Our administration in a nutshell: in the just released "Semiannual Report on International Economic and Exchange Rate Policies" by the Treasury, the conclusion is that while China isn't really a currency manipulator, which it obviously is via the CNYUSD peg, inasmuch as the US also is courtesy of the Hewlett Vissarionovich, "progress thus far is insufficient and that more rapid progress is needed." Win win for everyone, as the global FX attrition war continues (we lob inflation at them, they lob it back ten fold). In the meantime, the status quo is great and let's all pray that the global revolutions end with Egypt, which a month ago few even could point out on a map.
The salient section exposing just how pragmatic our fearless leaders are... and who has all the leverage.
With respect to exchange rate policies, ten economies were reviewed in this Report, accounting for nearly three-fourths of U.S. trade. Many of the economies have fully flexible exchange rates. A few have more tightly managed exchange rates, with varying degrees of management. This report highlights the need for greater exchange rate flexibility, most notably by China, but also in other economies.

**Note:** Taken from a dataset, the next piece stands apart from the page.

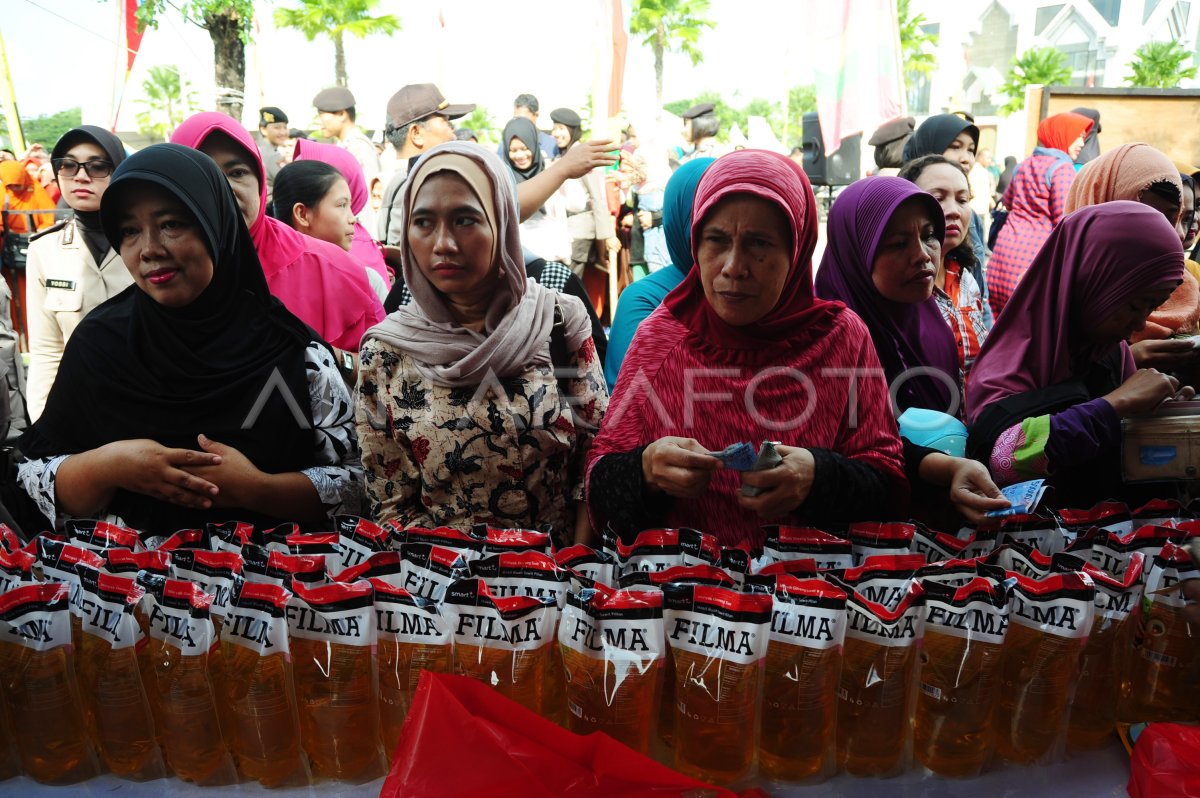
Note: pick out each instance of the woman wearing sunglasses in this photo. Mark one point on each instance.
(71, 268)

In China, the authorities decided in June 2010 to once again allow the exchange rate to appreciate in response to market forces. Since the June announcement, the renminbi (RMB) has appreciated by a total of 3.7 percent against the dollar as of January 27, or at a rate of approximately six percent per year in nominal terms. Because inflation in China is significantly higher than it is in the United States (in the second half of 2010, the annual rate of CPI inflation was more than 5 percentage points higher in China than in the United States), the RMB has been appreciating more rapidly against the dollar on a real, inflation-adjusted basis, at a rate which if sustained would amount to more than 10 percent per year. China is also undertaking a relaxation of restrictions on the use of the RMB. These reforms will gradually erode the controls that help the authorities manage the level of the exchange rate, and over time will contribute to a more market-determined exchange rate.
China’s continued rapid pace of foreign reserve accumulation and the huge flow of capital from the Chinese public to advanced countries that it implies, the essentially unchanged level of China’s real effective exchange rate especially given rapid productivity growth in the traded goods sector, and widening of current account surpluses, all indicate that the renminbi remains substantially undervalued. It is in China’s interest to allow the nominal exchange rate to appreciate more rapidly, both against the dollar and against the currencies of its other major trading partners. If it does not, China will face the risk of more rapid inflation, excessively rapid expansion of domestic credit, and upward pressure on property and equity prices, all of which could threaten future economic growth. By trying to limit the pace of appreciation, China’s exchange rate policy is also working against its broad strategy to strengthen domestic demand. And China’s gradualist approach on the exchange rate also adds to the substantial pressure now being experienced by other emerging economies that run more flexible exchange rate systems and that have already seen substantial exchange rate appreciation.
Many in China recognize that China is too large relative to the world economy for it to continue to rely on foreign demand to grow. They also recognize that exchange rate flexibility needs to be part of China’s efforts to change its pattern of growth. During President Hu’s state visit to the United States in January 2011, China committed in a joint statement of Presidents Obama and Hu that “China will continue to promote RMB exchange rate reform and enhance RMB exchange rate flexibility, and promote the transformation of its economic development model.”
Based on the resumption of exchange rate flexibility last June and the acceleration of the pace of real bilateral appreciation over the past few months, and in view of the commitment during President Hu’s visit that China will intensify its efforts to expand domestic demand and further enhance exchange rate flexibility, Treasury has concluded that the standards identified in Section 3004 of the Act during the period covered in this Report have not been met with respect to China. Treasury’s view, however, is that progress thus far is insufficient and that more rapid progress is needed. Treasury will continue to closely monitor the pace of appreciation of the RMB by China.
Next up, Chuck Schumer to do a repeat of the whole very loud song and dance, which will also achieve absolutely nothing.